[1]LU Jun,ZHAO Haoran,LU Linchao.Research on 3D object detection based on multi-modal fusion[J].CAAI Transactions on Intelligent Systems,2025,20(5):1167-1177.[doi:10.11992/tis.202502015]
Copy
CAAI Transactions on Intelligent Systems[ISSN 1673-4785/CN 23-1538/TP] Volume:
20
Number of periods:
2025 5
Page number:
1167-1177
Column:
学术论文—机器感知与模式识别
Public date:
2025-09-05
- Title:
-
Research on 3D object detection based on multi-modal fusion
- Author(s):
-
LU Jun; ZHAO Haoran; LU Linchao
-
College of Intelligent Systems Science and Engineering, Harbin Engineering University, Harbin 150001, China
-
- Keywords:
-
3D target detection; multimodal fusion; deep learning; depth estimation; feature aggregation; attention mechanism; LiDAR; autonomous driving
- CLC:
-
TP391
- DOI:
-
10.11992/tis.202502015
- Abstract:
-
In the context of autonomous driving, the performance of 3D object detection via multimodal fusion is susceptible to insufficient sensor calibration. Additionally, in complex scenes with dense targets, the detection process is prone to false positives, thereby reducing the model’s recall and precision. To address these challenges, we have designed a multimodal fusion network, SoftFusion-QC (softFusion with query contrast), for 3D object detection.
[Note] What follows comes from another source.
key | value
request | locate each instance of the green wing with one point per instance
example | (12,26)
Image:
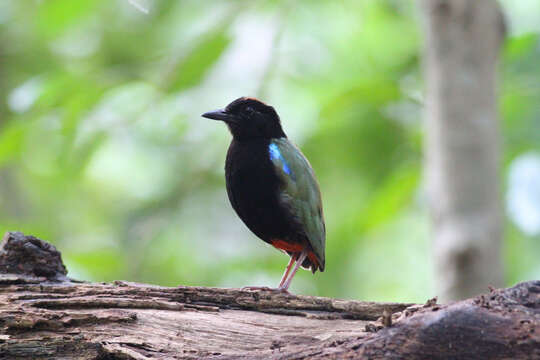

To adaptively fuse point cloud data from LiDAR with image information from cameras, we propose a Deformable cross-modality feature aggregate (DCFA) module, which facilitates deep-level feature fusion and effectively mitigates the issue of inadequate sensor calibration. To resolve the problem of false positives in dense object detection, we introduce a query contrast (QC) mechanism. By employing a Transformer-based query interaction strategy and a query box contrastive learning strategy, this mechanism significantly enhances detection accuracy and robustness. On the nuScenes autonomous driving dataset, our method achieves 69.8% mAP (mean average precision) and 72.8% NDS (normalized detection score). The effectiveness of our algorithm is validated through quantitative performance analysis and ablation studies.